In the case of Ferguson v. Safeco Insurance Co. of America, 2008 WL 854841 (Mont.,2008), the Supreme Court of the State of Montana was asked to determine whether insureds could sue their insurance carrier in a class action suit, suing that insurance carrier for pursuing subrogation / reimbursement opportunities without first confirming that the insureds had been made whole. In Montana, policies regulated by state law may not subrogate or seek reimbursement for claims paid until the claimant is made whole by the tortfeasor or other liable third party first. Ordinarily, courts require the insured (and their attorney) to advise the insurance carrier that the insured has not been made whole, that the made whole doctrine applies, and provide evidence of the insured’s not being made whole. In the case at hand, however, the insured sued the insurance carrier not because it ignored her claim of not being made whole, but rather, failed to investigate on its own whether the insured had been made whole prior to pursuing reimbursement opportunities.
The insured, Ferguson, was involved in a motor vehicle accident. She was insured by Safeco. Safeco intervened in a lawsuit against the third party that caused the incident, and recovered some of the amounts it paid.
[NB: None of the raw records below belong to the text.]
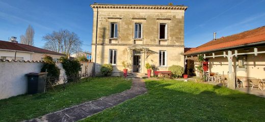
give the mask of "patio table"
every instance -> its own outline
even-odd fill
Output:
[[[166,76],[168,76],[169,78],[172,78],[173,73],[171,72],[160,72],[158,76],[160,77],[164,77]]]

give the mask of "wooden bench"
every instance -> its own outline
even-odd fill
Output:
[[[168,76],[169,78],[172,78],[173,73],[171,71],[154,71],[154,75],[158,77]]]

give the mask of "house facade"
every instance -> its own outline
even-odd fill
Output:
[[[238,86],[238,80],[244,83],[265,79],[265,26],[214,39],[190,49],[184,55],[188,74],[193,74],[199,65],[191,60],[201,55],[204,71],[225,76],[231,88]]]
[[[15,60],[42,60],[45,55],[49,55],[55,60],[65,54],[40,48],[17,43],[16,41],[0,41],[0,59]]]
[[[149,63],[158,71],[184,65],[184,6],[94,4],[92,55],[99,73],[101,65],[113,66],[113,75],[130,64],[129,71],[147,72]]]

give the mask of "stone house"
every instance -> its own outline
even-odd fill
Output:
[[[41,60],[48,55],[57,60],[65,54],[22,44],[17,41],[8,42],[0,40],[0,59],[15,60]]]
[[[184,53],[188,74],[198,63],[191,60],[198,55],[204,57],[204,71],[223,75],[227,86],[235,88],[237,81],[265,78],[265,26],[214,39]]]
[[[184,15],[187,7],[94,4],[92,55],[95,71],[112,64],[113,75],[122,72],[122,61],[129,71],[147,72],[145,64],[167,71],[184,66]]]

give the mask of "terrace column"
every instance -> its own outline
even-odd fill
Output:
[[[232,55],[232,51],[228,51],[228,55],[227,56],[227,58],[228,59],[228,83],[227,83],[227,87],[230,88],[235,88],[235,83],[234,80],[234,73],[233,72],[233,66],[232,66],[232,60],[233,60],[233,56]]]

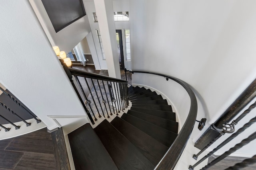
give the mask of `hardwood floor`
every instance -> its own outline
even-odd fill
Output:
[[[51,134],[46,128],[0,141],[0,170],[12,169],[56,169]]]

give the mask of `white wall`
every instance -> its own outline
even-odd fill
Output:
[[[29,0],[52,46],[60,51],[70,51],[88,33],[91,29],[88,15],[56,33],[41,1]]]
[[[197,91],[198,119],[206,117],[209,125],[256,77],[256,7],[254,0],[130,0],[132,68],[190,84]],[[176,92],[149,77],[134,83]],[[182,118],[186,109],[174,104]],[[194,141],[202,132],[194,130]]]
[[[85,115],[28,1],[1,4],[0,83],[49,129],[57,125],[48,116]]]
Ferguson initiated action against Safeco claiming that she had not been made whole prior to Safeco obtaining funds, Safeco never provided her with notice of its intent to subrogate, and Safeco never investigated or made a determination as to whether Ferguson was made whole.
The Supreme Court, reviewing Ferguson’s case, states that the insurer has a duty to first determine whether the insured has been made whole before the insurer may collect subrogation monies.
In the words of Attorney Gary L. Wickert of Matthiesen, Wickert & Lehrer, S.C., “This is the sort of inimical judicial activism which will destroy us in the long run, if we don’t undertake an expansive and enduring public education campaign with regard to subrogation.”
Indeed, until the courts of Montana reconsider their interpretation of the Made Whole rule, it seems that to avoid negative repercussions, any insurance carrier that hopes to obtain reimbursement in the State of Montana will have to advise insureds of their intent to subrogate, and request that insureds advise them regarding their “made whole” status. Then again, prior to accepting reimbursement funds from a liable third party, insurers will want to discuss their recovery with the insured to avoid this kind of backlash.